Even the police did nothing. I called an officer out the next morning to file a report. He said maybe the woman had thought I looked like someone on a sex offender bulletin, as if that would somehow make everything okay for me. (Of course, this was the Davie Police--that outfit ready to protect and serve--from which I actually had an officer say as I was reporting my bicycle stolen: "What do you want me to do about it?")

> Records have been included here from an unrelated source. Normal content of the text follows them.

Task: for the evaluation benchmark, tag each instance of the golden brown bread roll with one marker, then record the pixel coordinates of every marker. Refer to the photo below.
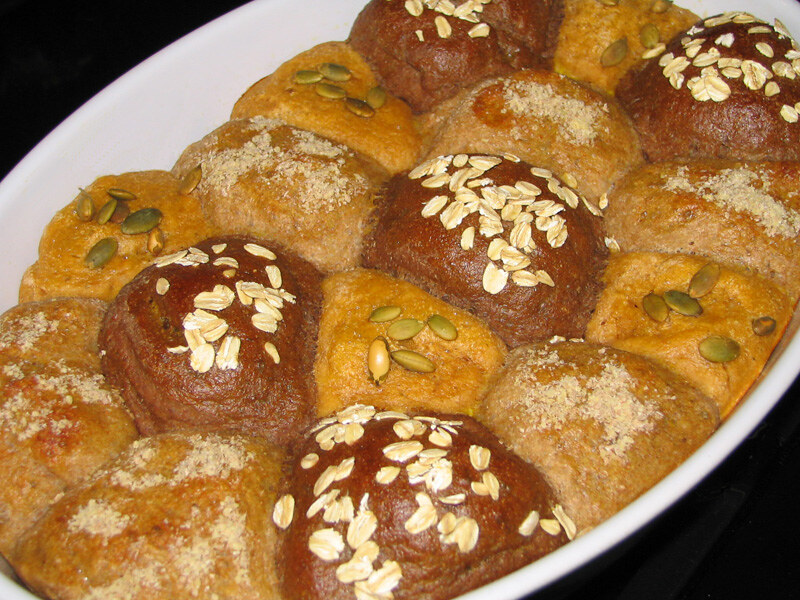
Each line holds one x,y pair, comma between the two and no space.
59,419
738,306
425,52
425,506
737,213
382,129
220,336
504,240
175,516
599,41
349,360
602,425
728,87
546,119
62,268
263,178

This accusation was was the eye opener for me in life in America. What does that say about our society when a grown man can't look at children playing without being seen as a pervert? Are we really that ready to see sex in everything? I know I'm more likely to question myself now, and how others see me. That wretched woman's reaction to me was so totally unexpected and off-base that I now know any accusation is possible. I have since had two people who were once friends bring this event up as an accusation (the first, less than a year after it happened, and the second, more than five years later). It's an open wound in my life, and one that will remain open for some time yet.
But that's the power of accusation (especially on someone like me who takes personal attacks very personally). I know I can't ever mentor children again, because I won't let myself take the chance of having my life overturned by rumor, even for the sake of a troubled kid. See, that's the thing about accusing someone of child molestation. It's the most vicious rumor that can stick to a person. Guilt or innocence isn't even up for discussion.
When it comes to any behavior that society despises, there is no stalemate. Uncertainty is a guilty verdict. And that wretched bitch, with one loss of restraint between her brain and her mouth, made guilt out of an innocent man. For that I may never forgive her.
I did make eye contact with her once more. Murph and I ran past her apartment one morning. I was still a somewhat forgiving person at the time, so I tossed her a quick hi. I can still picture her up there, surrounded in cigarette smoke, glaring down at me with nothing but the unbridled contempt of her hollow soul. She never even considered that she'd made a mistake. For that, I will not forgive her.